Kultur

Eine aktuelle Bestandsaufnahme

18.05.2024 • 18:20 Uhr
All about me
“All about me. Kein Leben nach mir” im Vorarlberger Landestheater. anja koehler

Am Donnerstag hat das Aktionstheater Ensemble die Jubiläums-Produktion „All about me. Kein Leben nach mir“ im Vorarlberger Landestheater uraufgeführt.

Mit Clownsnasen im Gesicht und schmutzigen Arbeitsanzügen treffen sich Isabella Jeschke, Thomas Kolle, Kirstin Schwab, Benjamin Vanyek, Tamara Stern und (nach fünf Jahren Pause auch wieder) Andreas Jähnert auf der Bühne zum gemeinsamen „Durchexerzieren von Nöten jeglicher Art“, wie der Regisseur Martin Gruber die Arbeit des Aktionstheater Ensembles beschreibt.

Melancholisch

Nackte Füße trippeln auf dem weißen Boden im Vorarlberger Landestheater, der schräg nach oben verläuft. Draußen beginnt es langsam zu regnen und drinnen sorgt künstliches Gewitter an den Wänden und der Klang der Geige für die richtige melancholische Stimmung, bei der es überhaupt keinen Unterschied macht „ob man da ist oder nicht“. Im Stück zum 35-Jahre-Jubiläum portraitiert das Aktionstheater Ensemble nicht nur die Unsicherheiten der Gesellschaft auf eindringlich unmittelbare Weise, sondern hinterfragt auch das eigene Tun der letzten Jahre.

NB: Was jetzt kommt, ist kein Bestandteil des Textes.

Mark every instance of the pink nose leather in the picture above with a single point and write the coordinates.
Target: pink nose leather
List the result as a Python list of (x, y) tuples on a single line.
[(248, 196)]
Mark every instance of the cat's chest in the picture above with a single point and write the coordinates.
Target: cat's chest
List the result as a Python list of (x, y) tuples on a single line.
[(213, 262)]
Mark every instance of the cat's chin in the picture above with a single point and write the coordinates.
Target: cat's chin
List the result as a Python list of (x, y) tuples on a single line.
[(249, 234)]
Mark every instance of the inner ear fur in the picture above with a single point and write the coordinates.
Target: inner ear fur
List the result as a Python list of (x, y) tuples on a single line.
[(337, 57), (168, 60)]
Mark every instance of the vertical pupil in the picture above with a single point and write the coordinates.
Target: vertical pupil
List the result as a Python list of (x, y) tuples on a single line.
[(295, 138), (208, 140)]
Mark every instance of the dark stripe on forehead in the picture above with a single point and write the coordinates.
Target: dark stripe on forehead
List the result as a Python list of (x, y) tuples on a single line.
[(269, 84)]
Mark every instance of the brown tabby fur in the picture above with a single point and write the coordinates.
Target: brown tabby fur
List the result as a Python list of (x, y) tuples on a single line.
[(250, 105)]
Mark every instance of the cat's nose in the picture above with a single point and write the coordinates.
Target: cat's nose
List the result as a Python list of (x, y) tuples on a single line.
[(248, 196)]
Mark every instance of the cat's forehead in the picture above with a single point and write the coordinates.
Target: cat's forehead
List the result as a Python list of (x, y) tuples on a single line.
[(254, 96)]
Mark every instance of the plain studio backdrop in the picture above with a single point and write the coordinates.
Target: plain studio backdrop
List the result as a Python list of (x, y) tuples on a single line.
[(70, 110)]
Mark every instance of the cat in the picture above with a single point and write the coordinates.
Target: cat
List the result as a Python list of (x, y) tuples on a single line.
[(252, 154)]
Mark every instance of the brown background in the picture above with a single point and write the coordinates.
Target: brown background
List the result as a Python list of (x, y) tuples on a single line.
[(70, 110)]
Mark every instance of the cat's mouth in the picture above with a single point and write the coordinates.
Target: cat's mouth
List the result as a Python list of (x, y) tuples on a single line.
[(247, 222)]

„Das ist so ein langweiliger Satz.“, beschweren sich die Schauspieler, reden aber trotzdem weiter, drehen den Kopf hin und her und bewegen sich synchron in der Choreografie, dessen Rhytmus man schon aus den früheren Stücken kennt. Stoff für Diskussionen gibt es immerhin genug. Themen sind etwa gegenteilige Lebenseinstellungen, Konsumwahn, Selbstverwirklichung, Einsamkeit und Politik, während alles in eine Bestandsaufnahme der aktuellen sowie eigenen privaten Lage verpackt wird. Auch vergangene Szenen werden noch einmal hervorgeholt und verdichtet. Martin Gruber fokussiert die Wichtigkeiten in den kleinen Details am Rande.

All about me
Die Uraufführung von Martin Gruber und dem Aktionstheater Ensemble im Rahmen des Bregenzer Frühlings. anja koehler

Sehnsüchte

Andreas ist in seiner eigenen Welt, kratzt sich am Kopf und singt nochmal seine schönen Theatermomente als Lebkuchenmann. Benjamin schmückt Thomas mit Blumen, später gibt’s zerbröselten Kuchen zum Jubiläum, der vom Boden gegessen wird. Thomas übt mit Isabella den „sympatischen“ Blick, Isabella zeigt mit Kirstin vor, wie eine Umarmung geht, Kirstin spielt „Kind sein“ und nicht alle stehen in Benjamins Liebesranking so weit oben wie gedacht. Vor allem Tamara ist beleidigt, weil sie beim gemeinsamen „Chillen“ den anderen die Lauen verdirbt. So ist jede auf eine andere Figur fixiert, während alle versuchen einen Zugang zueinander zu finden – auf tragisch und dramatische Weise.

All about me
Weitere Termine bis 25. Mai, Vorarlberger Landestheater, Bregenz, 19.30 Uhr.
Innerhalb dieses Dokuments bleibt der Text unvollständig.